Violence primarily by ethnic Arakanese Buddhists against Rohingya Muslims in Du Chee Yar Tan village in the Maungdaw township of Arakan State resulted in an least four dozen deaths, according to the Office of the United Nations High Commissioner for Human Rights. The violence began on January 9, 2014, when Arakanese villagers attacked and killed eight Rohingya who were allegedly being smuggled through the area, which is close to the Bangladesh border. The UN reported that on January 13, Rohingya villagers captured and killed a police sergeant, after which local police and Arakanese attacked and killed at least 40 Rohingya men, women, and children. Humanitarian organizations have said that they have treated a number of Rohingya from the area who had gunshot, knife, and machete wounds.
“The Burmese authorities need to promptly and transparently investigate this deadly violence, prosecute those responsible, and ensure aid gets to those in need,” said Phil Robertson, deputy Asia director. “Official discrimination against the Rohingya population and impunity for past abuses has created a fertile ground for new atrocities to take place.”

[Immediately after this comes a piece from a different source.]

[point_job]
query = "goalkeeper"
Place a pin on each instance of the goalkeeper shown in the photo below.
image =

Villagers from Du Chee Yar Tan fled after the attacks. The authorities have prevented the media from going to the area, making reporting difficult. The situation around Du Chee Yar Tan remains tense.

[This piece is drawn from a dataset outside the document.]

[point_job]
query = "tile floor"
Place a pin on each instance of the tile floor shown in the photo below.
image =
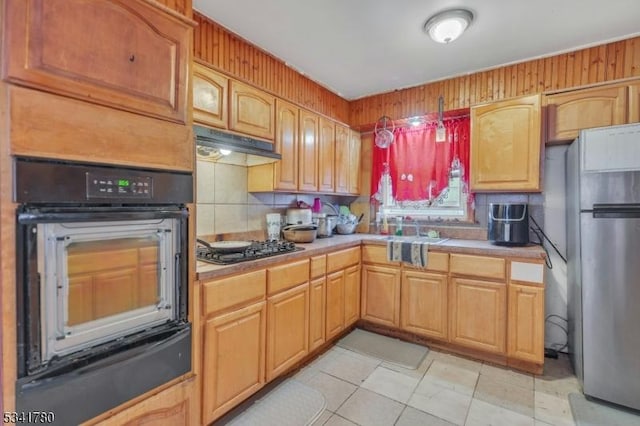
(444, 390)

Reports received by Human Rights Watch say that police authorities have orally issued a blanket order permitting the arrest of all Rohingya men and boys over the age of 10 in the area. In the event such an order has been issued, it should be rescinded immediately and authorities should act to ensure the safety of the entire population in the area.

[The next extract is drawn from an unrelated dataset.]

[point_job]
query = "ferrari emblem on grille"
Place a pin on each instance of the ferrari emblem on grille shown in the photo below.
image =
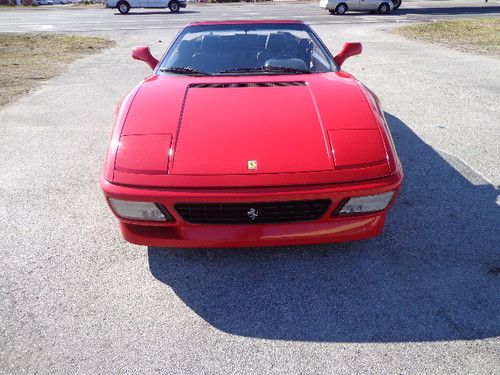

The government’s immediate response to reports of the killings suggested that they were not being taken seriously. Last week, Ye Htut, the President’s Office spokesman, dismissed initial reports of the violence. A visit to the area by Arakan State authorities and police commanders on January 22 also denied the extent of the violence.
Human Rights Watch’s investigations into violence in Arakan State in June and October 2012 found evidence that security forces and members of Arakanese groups committed crimes against humanity in a campaignof “ethnic cleansing.” More than 180,000 Rohingya remain internally displaced today and many others have fled the country. A government-appointed commission conducted an inquiry and released its findings in April 2013. Those findings failed to address accountability for the violence and most of the commission’s other recommendations have also not been implemented.
President Thein Sein and national-level security officials should take immediate steps to prevent further violence, including by deploying security forces under national government command and control.
The national government should order local-level authorities to lift all restrictions on the rights of the Rohingya community, including on freedom of movement, employment, religion, marriage, and access to health care. It should also immediately lift restrictions on access by UN and other international humanitarian agencies to the area to provide urgently needed humanitarian assistance, as called for by senior UN officials.
“Official denials of violence send the message to abusive local authorities that attacks against Rohingya will be ignored,” Robertson said. “The national government should take control of the situation and ensure security and protection of rights in an impartial manner, with a priority on preventing violence.”